The forms or shapes of the characters have also undergone change. On the oracle bones many characters are clear pictographs. Their modern descendants have been so stylized, abbreviated, distorted, and otherwise modified that it is often difficult to see the relationship with the ancestral character, as can be illustrated by the following example (from DeFrancis 1984a:83) showing the loss of iconicity in the evolution of the character for 'horse' :

history of the 'horse' character

The styles illustrated are those of the Shang oracle bones, the Great Seal style of the Zhou dynasty, the Small Seal style of the short-lived Qin dynasty (221-206 b.c.), and the Scribal and Regular styles of the Han dynasty (206 b.c.-220 a.d.), the last being the most commonly used script until the official simplification of characters in the PRC in the 1950s.

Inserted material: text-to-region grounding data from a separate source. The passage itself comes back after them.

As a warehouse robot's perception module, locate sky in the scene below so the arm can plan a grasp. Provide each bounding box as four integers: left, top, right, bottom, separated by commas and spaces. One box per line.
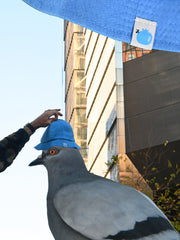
0, 0, 64, 240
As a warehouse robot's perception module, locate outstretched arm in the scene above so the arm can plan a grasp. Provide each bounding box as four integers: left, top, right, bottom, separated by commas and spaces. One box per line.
0, 109, 62, 172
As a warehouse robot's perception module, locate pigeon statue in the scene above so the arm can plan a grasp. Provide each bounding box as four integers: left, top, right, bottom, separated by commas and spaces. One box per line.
30, 119, 180, 240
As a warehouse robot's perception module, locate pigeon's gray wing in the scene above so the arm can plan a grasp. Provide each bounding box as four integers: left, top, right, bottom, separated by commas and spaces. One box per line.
54, 180, 179, 240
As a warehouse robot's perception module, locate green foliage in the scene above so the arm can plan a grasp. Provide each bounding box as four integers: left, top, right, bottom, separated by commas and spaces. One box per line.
128, 146, 180, 232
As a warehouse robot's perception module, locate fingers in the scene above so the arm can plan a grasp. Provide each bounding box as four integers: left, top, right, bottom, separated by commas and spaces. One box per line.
31, 108, 63, 129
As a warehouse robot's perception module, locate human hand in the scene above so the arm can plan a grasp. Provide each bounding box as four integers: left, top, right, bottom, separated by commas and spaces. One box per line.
30, 109, 62, 130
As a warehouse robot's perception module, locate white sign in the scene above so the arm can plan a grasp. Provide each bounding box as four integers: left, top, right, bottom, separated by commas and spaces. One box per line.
131, 17, 157, 50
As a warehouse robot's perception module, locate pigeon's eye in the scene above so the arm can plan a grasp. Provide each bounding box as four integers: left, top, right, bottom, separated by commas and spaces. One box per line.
49, 148, 56, 156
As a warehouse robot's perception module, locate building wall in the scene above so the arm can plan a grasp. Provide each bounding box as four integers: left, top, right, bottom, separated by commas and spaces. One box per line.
64, 21, 87, 161
85, 30, 116, 176
124, 51, 180, 152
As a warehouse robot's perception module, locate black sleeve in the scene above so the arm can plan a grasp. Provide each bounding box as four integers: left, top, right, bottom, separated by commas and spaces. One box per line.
0, 129, 29, 172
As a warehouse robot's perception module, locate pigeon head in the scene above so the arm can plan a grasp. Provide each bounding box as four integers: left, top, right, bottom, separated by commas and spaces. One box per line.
35, 119, 81, 150
29, 119, 84, 171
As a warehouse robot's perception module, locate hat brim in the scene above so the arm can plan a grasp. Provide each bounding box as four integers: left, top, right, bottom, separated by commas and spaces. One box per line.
34, 139, 81, 150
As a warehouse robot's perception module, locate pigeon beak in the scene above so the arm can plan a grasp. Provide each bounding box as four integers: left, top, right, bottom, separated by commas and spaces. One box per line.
29, 155, 43, 167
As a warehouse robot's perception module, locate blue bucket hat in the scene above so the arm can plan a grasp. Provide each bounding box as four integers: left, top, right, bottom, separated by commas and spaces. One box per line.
35, 119, 81, 150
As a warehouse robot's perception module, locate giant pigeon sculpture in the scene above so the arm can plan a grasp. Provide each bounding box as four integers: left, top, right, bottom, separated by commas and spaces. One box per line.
30, 120, 180, 240
23, 0, 180, 52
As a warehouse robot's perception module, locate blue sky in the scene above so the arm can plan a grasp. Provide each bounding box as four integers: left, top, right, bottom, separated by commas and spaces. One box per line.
0, 0, 64, 240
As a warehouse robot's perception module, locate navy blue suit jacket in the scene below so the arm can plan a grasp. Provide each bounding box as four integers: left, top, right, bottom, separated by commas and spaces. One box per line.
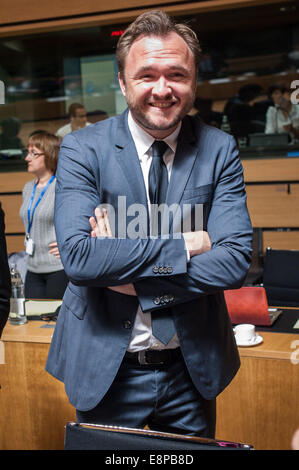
46, 112, 252, 411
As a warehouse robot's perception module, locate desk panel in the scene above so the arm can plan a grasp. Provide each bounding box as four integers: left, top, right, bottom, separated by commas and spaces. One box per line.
216, 332, 299, 450
0, 321, 299, 450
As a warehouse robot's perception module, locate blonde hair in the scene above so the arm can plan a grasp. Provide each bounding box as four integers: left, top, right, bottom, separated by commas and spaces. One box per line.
28, 131, 60, 173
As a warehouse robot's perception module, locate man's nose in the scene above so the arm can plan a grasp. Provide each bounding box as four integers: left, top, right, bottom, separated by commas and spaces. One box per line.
153, 77, 171, 97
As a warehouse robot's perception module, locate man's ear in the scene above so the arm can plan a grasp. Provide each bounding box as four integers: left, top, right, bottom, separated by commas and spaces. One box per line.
118, 72, 126, 96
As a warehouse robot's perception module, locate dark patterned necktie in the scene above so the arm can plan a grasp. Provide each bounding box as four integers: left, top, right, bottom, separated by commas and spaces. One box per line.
148, 140, 175, 345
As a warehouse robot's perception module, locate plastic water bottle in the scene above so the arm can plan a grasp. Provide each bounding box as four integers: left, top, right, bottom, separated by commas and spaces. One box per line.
220, 114, 231, 134
9, 264, 27, 325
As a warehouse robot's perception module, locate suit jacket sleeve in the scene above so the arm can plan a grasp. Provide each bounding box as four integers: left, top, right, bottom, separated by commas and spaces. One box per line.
55, 131, 187, 287
135, 138, 252, 311
0, 205, 10, 337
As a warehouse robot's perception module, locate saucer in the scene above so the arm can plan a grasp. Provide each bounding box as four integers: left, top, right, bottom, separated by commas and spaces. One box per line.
235, 335, 263, 348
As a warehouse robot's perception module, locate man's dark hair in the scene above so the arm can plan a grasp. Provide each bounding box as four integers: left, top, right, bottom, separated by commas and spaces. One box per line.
116, 10, 201, 74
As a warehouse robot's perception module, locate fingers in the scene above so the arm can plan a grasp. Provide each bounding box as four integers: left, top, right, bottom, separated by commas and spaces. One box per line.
183, 230, 212, 257
89, 207, 112, 237
48, 242, 60, 259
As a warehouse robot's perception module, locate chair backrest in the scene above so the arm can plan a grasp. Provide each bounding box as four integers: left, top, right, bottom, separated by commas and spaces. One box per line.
64, 422, 253, 451
263, 248, 299, 307
244, 228, 263, 286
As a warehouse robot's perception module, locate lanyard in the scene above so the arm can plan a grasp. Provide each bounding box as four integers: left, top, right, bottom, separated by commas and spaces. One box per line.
27, 175, 55, 235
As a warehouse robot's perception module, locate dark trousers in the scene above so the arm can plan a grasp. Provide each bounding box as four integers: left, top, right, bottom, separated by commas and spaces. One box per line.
25, 270, 68, 299
77, 360, 216, 438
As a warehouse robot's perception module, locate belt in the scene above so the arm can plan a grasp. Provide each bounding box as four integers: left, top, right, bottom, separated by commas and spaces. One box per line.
124, 348, 182, 366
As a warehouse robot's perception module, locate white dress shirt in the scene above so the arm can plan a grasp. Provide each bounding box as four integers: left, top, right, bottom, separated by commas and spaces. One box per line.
128, 112, 181, 352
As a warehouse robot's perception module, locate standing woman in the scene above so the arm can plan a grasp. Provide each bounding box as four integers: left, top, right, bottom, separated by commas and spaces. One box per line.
20, 131, 68, 299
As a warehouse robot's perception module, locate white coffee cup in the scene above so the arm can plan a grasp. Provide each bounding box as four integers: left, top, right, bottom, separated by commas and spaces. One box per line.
234, 323, 256, 343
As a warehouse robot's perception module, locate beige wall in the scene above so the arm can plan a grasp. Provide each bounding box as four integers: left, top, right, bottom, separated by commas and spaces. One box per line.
0, 0, 289, 37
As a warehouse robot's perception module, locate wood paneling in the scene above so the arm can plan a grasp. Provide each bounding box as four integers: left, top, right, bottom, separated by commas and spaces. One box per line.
216, 332, 299, 450
0, 334, 76, 450
246, 184, 299, 227
242, 158, 299, 183
0, 321, 299, 450
263, 230, 299, 251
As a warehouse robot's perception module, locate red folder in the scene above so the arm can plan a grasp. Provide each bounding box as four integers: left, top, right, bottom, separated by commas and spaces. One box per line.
224, 286, 271, 326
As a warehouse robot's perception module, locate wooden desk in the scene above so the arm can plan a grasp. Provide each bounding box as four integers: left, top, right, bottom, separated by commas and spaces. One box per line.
0, 321, 76, 450
0, 321, 299, 450
216, 332, 299, 450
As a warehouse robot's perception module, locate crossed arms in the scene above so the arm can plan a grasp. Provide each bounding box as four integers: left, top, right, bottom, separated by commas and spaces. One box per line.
89, 207, 212, 295
55, 130, 252, 311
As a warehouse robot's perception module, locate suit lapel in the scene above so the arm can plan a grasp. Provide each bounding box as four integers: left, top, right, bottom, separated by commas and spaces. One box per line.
115, 111, 147, 207
166, 118, 197, 205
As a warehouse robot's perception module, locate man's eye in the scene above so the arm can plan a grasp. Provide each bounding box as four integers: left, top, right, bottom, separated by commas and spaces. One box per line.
141, 74, 153, 80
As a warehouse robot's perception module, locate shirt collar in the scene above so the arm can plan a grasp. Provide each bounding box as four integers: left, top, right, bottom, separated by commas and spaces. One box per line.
128, 111, 182, 158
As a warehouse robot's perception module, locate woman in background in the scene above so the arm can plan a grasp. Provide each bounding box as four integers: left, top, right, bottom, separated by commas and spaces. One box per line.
20, 131, 68, 299
265, 84, 299, 139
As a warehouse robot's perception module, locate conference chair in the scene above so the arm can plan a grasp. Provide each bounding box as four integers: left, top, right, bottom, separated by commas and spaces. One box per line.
244, 228, 263, 286
263, 248, 299, 307
64, 422, 253, 452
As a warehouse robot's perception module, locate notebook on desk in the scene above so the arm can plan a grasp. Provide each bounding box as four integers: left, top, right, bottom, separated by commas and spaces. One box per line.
248, 132, 289, 147
224, 286, 282, 326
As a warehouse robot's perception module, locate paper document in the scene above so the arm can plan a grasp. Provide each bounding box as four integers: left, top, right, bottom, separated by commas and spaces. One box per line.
25, 300, 62, 317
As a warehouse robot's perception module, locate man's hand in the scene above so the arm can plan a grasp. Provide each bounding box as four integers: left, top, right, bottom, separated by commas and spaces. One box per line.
49, 242, 60, 259
89, 207, 112, 238
89, 207, 136, 295
183, 230, 212, 258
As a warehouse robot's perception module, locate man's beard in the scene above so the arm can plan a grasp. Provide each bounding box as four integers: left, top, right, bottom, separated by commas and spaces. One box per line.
126, 90, 195, 131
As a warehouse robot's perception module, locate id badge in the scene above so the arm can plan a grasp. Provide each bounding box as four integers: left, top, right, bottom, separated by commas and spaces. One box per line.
25, 236, 34, 256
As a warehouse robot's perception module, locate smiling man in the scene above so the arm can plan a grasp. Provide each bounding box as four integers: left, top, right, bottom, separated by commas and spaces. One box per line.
46, 10, 252, 437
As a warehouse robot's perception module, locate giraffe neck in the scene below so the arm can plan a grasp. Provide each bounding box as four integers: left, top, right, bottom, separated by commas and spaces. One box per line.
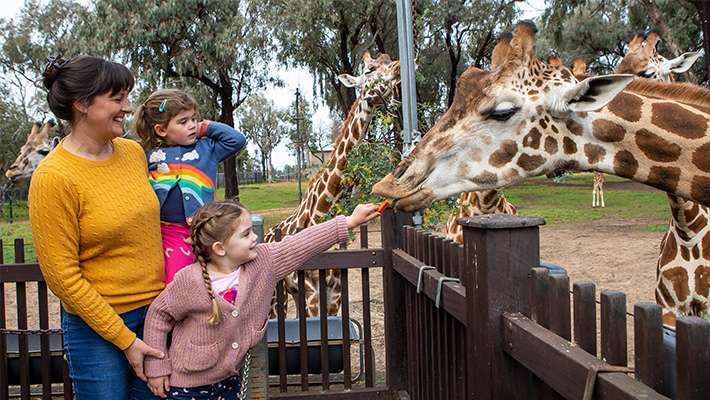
265, 98, 374, 241
560, 83, 710, 205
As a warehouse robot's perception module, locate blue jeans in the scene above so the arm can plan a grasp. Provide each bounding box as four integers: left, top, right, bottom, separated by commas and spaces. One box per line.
166, 375, 242, 400
62, 306, 160, 400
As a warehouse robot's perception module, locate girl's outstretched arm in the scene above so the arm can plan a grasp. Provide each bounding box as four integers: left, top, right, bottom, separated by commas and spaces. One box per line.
345, 203, 381, 229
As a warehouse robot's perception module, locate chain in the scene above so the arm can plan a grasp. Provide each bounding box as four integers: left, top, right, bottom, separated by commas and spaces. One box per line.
0, 328, 62, 335
239, 349, 251, 400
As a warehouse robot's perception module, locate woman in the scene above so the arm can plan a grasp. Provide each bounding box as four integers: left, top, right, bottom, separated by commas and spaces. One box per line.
28, 56, 165, 400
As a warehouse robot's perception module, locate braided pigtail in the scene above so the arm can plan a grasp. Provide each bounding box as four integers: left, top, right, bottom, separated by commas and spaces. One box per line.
190, 201, 246, 325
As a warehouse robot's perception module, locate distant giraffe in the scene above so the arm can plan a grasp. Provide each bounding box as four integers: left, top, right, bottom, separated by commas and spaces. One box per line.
614, 28, 710, 326
264, 53, 400, 318
5, 119, 59, 184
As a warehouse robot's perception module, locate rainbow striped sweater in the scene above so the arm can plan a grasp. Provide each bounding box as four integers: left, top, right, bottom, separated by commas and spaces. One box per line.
146, 121, 246, 223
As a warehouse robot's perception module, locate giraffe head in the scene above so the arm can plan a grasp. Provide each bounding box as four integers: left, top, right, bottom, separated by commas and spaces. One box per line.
5, 120, 59, 184
614, 27, 700, 82
373, 21, 633, 211
338, 52, 400, 105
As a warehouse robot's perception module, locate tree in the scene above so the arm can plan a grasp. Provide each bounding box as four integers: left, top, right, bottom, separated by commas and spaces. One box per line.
77, 0, 272, 198
265, 0, 398, 116
240, 94, 284, 183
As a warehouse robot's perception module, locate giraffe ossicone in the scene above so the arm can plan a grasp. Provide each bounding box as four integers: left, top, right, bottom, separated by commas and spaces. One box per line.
373, 21, 710, 211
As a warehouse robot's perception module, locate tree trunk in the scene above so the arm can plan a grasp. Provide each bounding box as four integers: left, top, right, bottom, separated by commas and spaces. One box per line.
639, 0, 707, 85
689, 0, 710, 82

Figure 17 compares the OBI and modern forms of a number of characters.

Root of some of the very few characters that are pictographic in origin.

Figure 17. Chinese Writing: A 1% Pictographic Script

The evolution of fourteen Chinese characters representative of the mere one percent that go back to pictographs, chiefly those found on oracle bone inscriptions (OBI) of around 1200-1045 b.c.. All but two -- 12 and 14, the most complicated -- have been used as phonetic symbols in the formation of multielement characters. Adapted with permission from William G. Boltz, "Early Chinese Writing." World Archaeology 17 (3) (1986):427.

As the examples presented in the illustration suggest, the task of deciphering Shang characters, of which some 1,000 out of a total of 4,500 have been identified to date, is facilitated by the fact that in many cases it is possible to trace the evolution of a character from its Shang to its contemporary form. There are many instances, however, of "descendantless" graphs. These constitute a problem in decipherment. Some descendantless characters appear to be completely unrelated to any modern symbols. Others are complex characters whose component elements have modern counterparts but are not now combined in the same way as in the Shang graphs.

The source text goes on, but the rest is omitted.